Whenever I have to tackle a new field, my approach is to look for books of a certain kind pertaining to that subject. The 'certain kind' is important as I feel those are that kind of books I absorb and apply. It is hard to define what the 'certain' element is, but I'll give some examples of authors such as Malcolm Gladwell, Steven Blank, Jason Fried &#38; DHH, Michael Lewis, Joel Greenblatt, Paul Graham and Philip Fisher.<p>I have until now, been unable to best figure out what authors or books I should be reading for Sales. Please do let me know if you know of any such books or authors on the topic of Sales.
======
threepipeproblm
I hope you don't take this the wrong way, but what many of those authors seem
to have in common is, in my opinion, that they embrace the narrative fallacy.
They tell a story that is plausible, seems to fit trends in real data, and
satisfies a reader's need to understand... and I think can all be worth
reading. But as someone who has been quite successful in sales, I wonder if
that is the sort of material you need to be seeking. Read Nassim Taleb to
understand the narrative fallacy. And here is the best piece of sales advice I
can offer. Don't try to persuade anyone of much of anything. Find people who
already want what you're selling. Or, at least, sell them something they
already want. Shocking, I know, but you'd be surprised how many people beat
their head against the wall on this... counter-intuitively, realizing that
"convincing people" is dumb can make you more persuasive, albeit in a way that
you may only appreciate when you have embraced this.

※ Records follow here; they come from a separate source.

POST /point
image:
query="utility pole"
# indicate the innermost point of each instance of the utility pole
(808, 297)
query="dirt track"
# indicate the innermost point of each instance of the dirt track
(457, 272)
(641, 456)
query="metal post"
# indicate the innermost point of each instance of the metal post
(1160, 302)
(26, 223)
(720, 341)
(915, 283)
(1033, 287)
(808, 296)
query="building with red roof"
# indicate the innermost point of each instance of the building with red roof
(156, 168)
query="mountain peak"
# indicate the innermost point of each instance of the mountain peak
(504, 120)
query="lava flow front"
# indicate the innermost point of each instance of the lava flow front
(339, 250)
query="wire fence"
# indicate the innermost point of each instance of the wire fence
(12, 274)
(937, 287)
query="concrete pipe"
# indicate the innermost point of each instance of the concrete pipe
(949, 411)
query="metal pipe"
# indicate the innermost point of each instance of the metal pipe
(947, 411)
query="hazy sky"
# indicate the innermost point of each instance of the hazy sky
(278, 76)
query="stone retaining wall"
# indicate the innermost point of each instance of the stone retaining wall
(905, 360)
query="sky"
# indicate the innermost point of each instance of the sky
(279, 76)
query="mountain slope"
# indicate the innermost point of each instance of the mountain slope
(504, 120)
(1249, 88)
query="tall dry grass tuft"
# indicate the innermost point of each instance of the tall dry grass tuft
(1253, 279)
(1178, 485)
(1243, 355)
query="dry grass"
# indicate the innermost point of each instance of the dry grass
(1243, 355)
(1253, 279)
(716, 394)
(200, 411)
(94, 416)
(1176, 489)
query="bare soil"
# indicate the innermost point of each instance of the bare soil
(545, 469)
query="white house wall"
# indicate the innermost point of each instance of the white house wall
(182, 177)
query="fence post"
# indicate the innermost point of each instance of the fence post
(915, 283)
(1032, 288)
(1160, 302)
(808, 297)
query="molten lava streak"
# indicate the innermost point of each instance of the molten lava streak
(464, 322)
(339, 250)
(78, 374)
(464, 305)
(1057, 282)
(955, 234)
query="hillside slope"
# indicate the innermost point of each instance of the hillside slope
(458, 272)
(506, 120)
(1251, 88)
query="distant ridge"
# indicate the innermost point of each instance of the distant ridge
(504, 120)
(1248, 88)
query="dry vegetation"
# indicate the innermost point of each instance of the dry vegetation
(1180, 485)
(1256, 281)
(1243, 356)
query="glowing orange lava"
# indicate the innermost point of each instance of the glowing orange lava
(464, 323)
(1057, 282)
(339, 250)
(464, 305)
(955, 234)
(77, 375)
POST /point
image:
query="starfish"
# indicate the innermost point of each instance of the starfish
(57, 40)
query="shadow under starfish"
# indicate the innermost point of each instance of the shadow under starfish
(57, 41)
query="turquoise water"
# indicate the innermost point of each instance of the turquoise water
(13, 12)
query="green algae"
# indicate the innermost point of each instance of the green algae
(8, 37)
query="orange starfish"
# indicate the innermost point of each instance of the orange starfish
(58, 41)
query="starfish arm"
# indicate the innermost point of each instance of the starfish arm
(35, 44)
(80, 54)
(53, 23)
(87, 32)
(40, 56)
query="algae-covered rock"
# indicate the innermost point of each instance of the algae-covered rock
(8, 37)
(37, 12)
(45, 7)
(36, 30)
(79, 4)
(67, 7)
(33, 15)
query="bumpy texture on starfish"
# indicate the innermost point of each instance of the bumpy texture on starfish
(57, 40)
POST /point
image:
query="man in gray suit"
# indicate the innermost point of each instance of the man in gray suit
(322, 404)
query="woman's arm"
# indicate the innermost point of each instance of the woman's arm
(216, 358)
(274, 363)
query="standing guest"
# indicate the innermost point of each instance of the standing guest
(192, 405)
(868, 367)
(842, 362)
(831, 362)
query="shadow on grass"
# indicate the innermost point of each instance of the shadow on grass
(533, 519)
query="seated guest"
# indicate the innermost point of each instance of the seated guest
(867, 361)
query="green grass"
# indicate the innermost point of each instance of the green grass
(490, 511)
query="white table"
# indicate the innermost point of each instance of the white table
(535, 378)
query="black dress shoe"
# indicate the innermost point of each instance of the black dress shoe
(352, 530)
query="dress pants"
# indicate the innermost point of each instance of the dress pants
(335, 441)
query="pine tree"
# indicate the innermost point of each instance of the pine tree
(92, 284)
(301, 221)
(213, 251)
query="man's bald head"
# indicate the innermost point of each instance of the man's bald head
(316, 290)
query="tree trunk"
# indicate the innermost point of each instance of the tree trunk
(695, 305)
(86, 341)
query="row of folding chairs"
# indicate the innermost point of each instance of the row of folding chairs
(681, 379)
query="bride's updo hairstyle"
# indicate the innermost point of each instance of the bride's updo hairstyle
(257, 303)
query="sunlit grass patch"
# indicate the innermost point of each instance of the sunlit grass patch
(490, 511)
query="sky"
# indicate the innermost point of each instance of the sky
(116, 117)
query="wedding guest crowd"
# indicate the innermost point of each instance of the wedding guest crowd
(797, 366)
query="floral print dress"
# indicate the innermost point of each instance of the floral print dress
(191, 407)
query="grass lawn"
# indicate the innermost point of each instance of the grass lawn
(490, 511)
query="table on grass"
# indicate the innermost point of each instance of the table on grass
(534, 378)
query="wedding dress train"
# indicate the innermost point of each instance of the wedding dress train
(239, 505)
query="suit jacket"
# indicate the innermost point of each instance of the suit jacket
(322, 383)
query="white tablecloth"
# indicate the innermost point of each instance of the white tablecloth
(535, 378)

Also, find out what call
avoidance is and figure out how to avoid that.

------
polyfractal
I don't know if these are the "Masters" of the field, but they come highly
recommended as useful books. Several are on my to-do list:

-Crossing the Chasm

-Web Copy That Sells

-Yes!: 50 Scientifically Proven Ways to Be Persuasive

-Three Steps to Yes: The Gentle Art of Getting Your Way

-Getting to Yes: Negotiating Agreement Without Giving In

-Solution Selling: Creating Buyers in Difficult Selling Markets

-Copy Hackers (I've read these and they are very good)

------
damoncali
I know it looks a little hokey, and it's older than I am, but this ebook is
gold:

[http://www.trendsaction.com/product.php?product=The+Secret+o...](http://www.trendsaction.com/product.php?product=The+Secret+of+Selling++~+Anything&ulaCartSID=HPzDsrhpodkutiyRqjnYQjGYv1239281452)

------
GroupRefer
In terms of Sales, I don't only mean cold calling, or b2b selling. My startup,
Grosper.com is an ecommerce company, and for us sales is those customers who
come to our website. But sometimes a subject ignored, is getting them to the
website itself on a small budget, and no obvious viral component.